La fedeltà al re come cifra di una condotta tradizionale della diplomazia italiana trovò conferma anche nella scarsa adesione di funzionari di quel corpo dell’amministrazione statale al governo di Salò. Raffaele Guariglia, ministro degli Esteri nel primo governo Badoglio, palesò immediatamente la volontà di riallacciare la politica estera italiana con il passato “liberale”, a cominciare da una riorganizzazione della struttura interna che riprendeva lo schema dominante del periodo prefascista. Soprattutto nel periodo finale della guerra e nei primi anni postbellici si procedette ad una collaborazione tra elemento diplomatico ed elemento politico, quest’ultimo connotato dalla presenza dei partiti del Cln. Non poterono non manifestarsi abbastanza presto alcune «distonie» (p. 241), anche se «il ricorso alla diplomazia politica fu tuttavia una esigenza “della prima ora”, dettata dalla necessità di accreditasi come un paese che aveva risolutamente scelto di rompere con il passato fascista» (p. 242). Al netto di alcuni provvedimenti di collocamento a riposo a seguito del processo di epurazione, con la nomina di Carlo Sforza a ministro degli Esteri, voluta da De Gasperi nel febbraio del 1947, si ebbe il ritorno della “carriera” quale via privilegiata nella selezione e composizione del corpo diplomatico della nuova repubblica democratica italiana. La vicenda di Sforza, riconfermato nel V e nel VI governo De Gasperi, unita a quella di un altro diplomatico, il conte Vittorio Zoppi, è paradigmatica del notevole tasso di continuità di una tradizione liberale che possiamo registrare nei primi decenni della Repubblica. Queste infatti le conclusioni cui giunge l’Autore alla luce della disamina dei profili di Sforza e Zoppi, assieme a quelli di numerosi loro collaboratori:

In conclusione, nonostante le riserve e le tensioni in senso contrario, sicuramente presenti almeno sino al trattato di pace del 1947, non si può certo dire che questa diplomazia non abbia poi fattivamente contribuito in senso costruttivo e propositivo sia alla costruzione di una Europa unita, che alla piena collocazione dell’Italia nel campo atlantico. Lo fece anche attraverso uomini che avevano servito lo stato durante il fascismo, che per alcuni dei profili individuali presi in esame fu occasione di crescita professionale in una macchina ministeriale indubbiamente più complessa rispetto al passato e, nel contempo, esperienza drammatica per la scellerata conduzione di una politica estera che aveva portato l’Italia ad essere nemica di tre quarti del mondo. Fu questa diplomazia a gettare le basi di una politica estera nuova ma che, come appare evidente, non è dimentica della lezione del suo passato pre-fascista, di quella linea improntata alla moderazione  e all’equilibrio che aveva pur sempre portato l’Italia ad accreditarsi come “la più piccola tra le grandi potenze” e a sedersi al tavolo dei paesi vincitori della Grande Guerra (p. 254).

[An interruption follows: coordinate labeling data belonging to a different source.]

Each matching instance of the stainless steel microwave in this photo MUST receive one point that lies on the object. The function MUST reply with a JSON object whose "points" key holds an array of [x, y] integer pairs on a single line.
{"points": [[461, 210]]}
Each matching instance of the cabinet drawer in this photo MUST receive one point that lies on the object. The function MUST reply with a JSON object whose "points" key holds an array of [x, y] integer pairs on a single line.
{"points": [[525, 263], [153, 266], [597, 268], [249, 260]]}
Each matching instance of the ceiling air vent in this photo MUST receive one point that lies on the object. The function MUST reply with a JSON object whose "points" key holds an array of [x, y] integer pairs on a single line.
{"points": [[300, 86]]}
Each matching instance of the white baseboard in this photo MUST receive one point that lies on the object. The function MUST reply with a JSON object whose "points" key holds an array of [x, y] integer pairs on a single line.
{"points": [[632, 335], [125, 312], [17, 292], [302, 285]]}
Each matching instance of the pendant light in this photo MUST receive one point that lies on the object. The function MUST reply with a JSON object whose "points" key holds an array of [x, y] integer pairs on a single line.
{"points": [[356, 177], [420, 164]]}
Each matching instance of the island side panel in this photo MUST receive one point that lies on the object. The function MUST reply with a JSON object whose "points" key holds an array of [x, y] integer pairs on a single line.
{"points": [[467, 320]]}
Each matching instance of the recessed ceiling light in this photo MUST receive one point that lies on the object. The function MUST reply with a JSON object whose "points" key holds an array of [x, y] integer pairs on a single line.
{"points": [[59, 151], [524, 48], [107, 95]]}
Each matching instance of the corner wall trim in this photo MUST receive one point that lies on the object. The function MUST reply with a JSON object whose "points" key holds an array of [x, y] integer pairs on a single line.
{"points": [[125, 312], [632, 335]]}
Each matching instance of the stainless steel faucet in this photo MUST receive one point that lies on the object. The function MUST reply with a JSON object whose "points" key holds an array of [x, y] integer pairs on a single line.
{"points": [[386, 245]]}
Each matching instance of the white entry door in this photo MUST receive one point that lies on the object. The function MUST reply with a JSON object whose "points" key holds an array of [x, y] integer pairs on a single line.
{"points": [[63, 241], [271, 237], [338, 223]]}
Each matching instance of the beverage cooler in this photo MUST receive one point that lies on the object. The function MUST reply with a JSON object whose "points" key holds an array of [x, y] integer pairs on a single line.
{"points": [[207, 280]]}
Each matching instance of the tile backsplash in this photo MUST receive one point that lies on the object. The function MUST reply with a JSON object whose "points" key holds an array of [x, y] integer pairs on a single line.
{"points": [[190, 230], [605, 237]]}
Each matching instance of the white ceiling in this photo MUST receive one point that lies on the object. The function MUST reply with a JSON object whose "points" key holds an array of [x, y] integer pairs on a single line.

Istituzioni e uomini, appunto, come recita l’eloquente sottotitolo del volume di Nicolosi, studioso consapevole dell’importanza del fattore umano nell’analisi della storia, specialmente di realtà organizzative e operative in settori cruciali della convivenza interna ed internazionale quale è la diplomazia, chiamata da sempre ad essere depositaria delle competenze tecniche atte a definire e preservare l’interesse generale di una comunità statale.